The ability to empathise, to sense the pain, sadness or joy of others, is thought to be essential for ethical development. There is, however, nothing intuitive about this. "Our moral sensibilities are shaped by those around us," Dilulio stresses. "We are made moral."

Princeton University demographer Professor Norman Ryder puts it more clinically. "There is a perennial invasion of barbarians who must somehow be civilised . . . for societal survival," Ryder observes, adding that the US is currently faced with a socialisation task "outside the bounds of previous experience".

JOHN DiIulio has seen too much carnage in his old Philadelphia neighbourhood to believe that the US has even begun that task. Instead he sees failed parental responsibility mirrored by failed public authority, thanks to "a false notion that the first purpose of punishment is to rehabilitate criminals, when the first purpose is moral, to exact a price for trangressing the rights of others".

Body Count praises tough law enforcement initiatives in New York City, Jacksonville, Charleston and Houston and correspondingly reduced crime rates, criticises probation laws that fill mainly poor neighbourhoods with violent repeat offenders, and argues that more juveniles be tried as adults. This hard line puts John DiIulio in the unlikely company of conservatives he vehemently criticises for cutting aid to poor children, for axing government funding of public agencies and drug treatment programmes and for opposing gun control legislation.
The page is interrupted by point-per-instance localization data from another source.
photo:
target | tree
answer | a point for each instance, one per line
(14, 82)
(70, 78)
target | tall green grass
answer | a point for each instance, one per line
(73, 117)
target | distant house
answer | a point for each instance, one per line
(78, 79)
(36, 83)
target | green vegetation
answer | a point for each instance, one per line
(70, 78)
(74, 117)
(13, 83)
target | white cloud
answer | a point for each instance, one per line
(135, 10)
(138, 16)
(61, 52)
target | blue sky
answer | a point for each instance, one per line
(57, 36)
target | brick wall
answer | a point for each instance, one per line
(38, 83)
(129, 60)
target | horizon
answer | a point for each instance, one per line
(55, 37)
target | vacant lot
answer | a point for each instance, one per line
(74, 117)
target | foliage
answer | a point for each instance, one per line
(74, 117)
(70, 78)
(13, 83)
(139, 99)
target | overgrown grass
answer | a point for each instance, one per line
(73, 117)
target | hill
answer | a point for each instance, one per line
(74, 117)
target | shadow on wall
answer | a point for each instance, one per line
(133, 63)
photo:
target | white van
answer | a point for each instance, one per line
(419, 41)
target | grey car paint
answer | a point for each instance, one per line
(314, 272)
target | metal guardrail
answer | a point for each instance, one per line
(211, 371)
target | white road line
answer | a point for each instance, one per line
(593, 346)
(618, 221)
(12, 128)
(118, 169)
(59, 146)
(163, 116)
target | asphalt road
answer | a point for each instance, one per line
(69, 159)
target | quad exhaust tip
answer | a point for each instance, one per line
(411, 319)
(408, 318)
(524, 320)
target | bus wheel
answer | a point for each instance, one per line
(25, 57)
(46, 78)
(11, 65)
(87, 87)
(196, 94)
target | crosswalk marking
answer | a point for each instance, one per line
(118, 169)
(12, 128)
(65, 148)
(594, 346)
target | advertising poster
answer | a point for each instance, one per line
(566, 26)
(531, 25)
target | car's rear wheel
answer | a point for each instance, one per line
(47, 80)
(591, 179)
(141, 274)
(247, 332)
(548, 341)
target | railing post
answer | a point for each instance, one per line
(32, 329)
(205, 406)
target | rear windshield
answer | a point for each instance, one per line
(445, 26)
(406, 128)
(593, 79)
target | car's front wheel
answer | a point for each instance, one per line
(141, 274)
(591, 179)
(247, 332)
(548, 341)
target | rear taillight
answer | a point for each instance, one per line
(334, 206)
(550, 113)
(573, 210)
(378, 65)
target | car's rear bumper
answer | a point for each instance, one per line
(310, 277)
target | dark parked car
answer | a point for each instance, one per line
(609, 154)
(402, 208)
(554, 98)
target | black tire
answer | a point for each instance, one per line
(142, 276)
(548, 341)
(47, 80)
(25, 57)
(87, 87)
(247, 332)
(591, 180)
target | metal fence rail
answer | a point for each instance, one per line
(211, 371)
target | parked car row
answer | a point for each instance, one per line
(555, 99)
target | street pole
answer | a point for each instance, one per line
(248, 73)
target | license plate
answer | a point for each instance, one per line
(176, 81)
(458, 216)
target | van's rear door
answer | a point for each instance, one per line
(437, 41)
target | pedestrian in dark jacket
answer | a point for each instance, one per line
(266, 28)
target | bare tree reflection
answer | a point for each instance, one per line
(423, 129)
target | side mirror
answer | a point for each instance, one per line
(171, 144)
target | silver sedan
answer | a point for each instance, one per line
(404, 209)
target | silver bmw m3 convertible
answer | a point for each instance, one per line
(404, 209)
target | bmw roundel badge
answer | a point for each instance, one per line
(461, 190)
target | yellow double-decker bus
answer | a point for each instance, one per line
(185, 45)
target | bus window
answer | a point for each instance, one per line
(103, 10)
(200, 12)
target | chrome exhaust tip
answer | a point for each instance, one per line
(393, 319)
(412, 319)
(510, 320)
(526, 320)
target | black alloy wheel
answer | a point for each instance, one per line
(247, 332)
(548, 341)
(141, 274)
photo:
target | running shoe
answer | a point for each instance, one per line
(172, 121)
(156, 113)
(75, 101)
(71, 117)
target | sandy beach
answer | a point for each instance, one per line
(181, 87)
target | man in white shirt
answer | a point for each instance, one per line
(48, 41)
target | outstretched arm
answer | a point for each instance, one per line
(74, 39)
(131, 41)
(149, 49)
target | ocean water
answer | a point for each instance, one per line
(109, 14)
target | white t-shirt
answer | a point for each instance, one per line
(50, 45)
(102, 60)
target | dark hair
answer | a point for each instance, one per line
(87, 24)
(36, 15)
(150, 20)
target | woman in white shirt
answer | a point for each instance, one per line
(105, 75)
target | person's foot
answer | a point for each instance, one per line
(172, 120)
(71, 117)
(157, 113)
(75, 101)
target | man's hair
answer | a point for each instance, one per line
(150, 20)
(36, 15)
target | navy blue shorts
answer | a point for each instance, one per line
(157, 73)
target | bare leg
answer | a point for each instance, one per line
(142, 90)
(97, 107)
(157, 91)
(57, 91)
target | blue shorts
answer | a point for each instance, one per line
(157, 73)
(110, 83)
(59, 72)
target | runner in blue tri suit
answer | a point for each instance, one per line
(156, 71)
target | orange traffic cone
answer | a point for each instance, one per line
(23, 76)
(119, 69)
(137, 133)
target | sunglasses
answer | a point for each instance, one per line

The tough guy Princeton professor continues to defy neat ideological classification. He is also too passionate about America's youth crisis to be satisfied with analysing it. Currently on leave from Princeton, working with Public/Private Ventures to evaluate church based social programmes, DiIulio is considering leaving academic life to work full time with black churches, the institutions in which he perceives the best hope for "children in need of adults".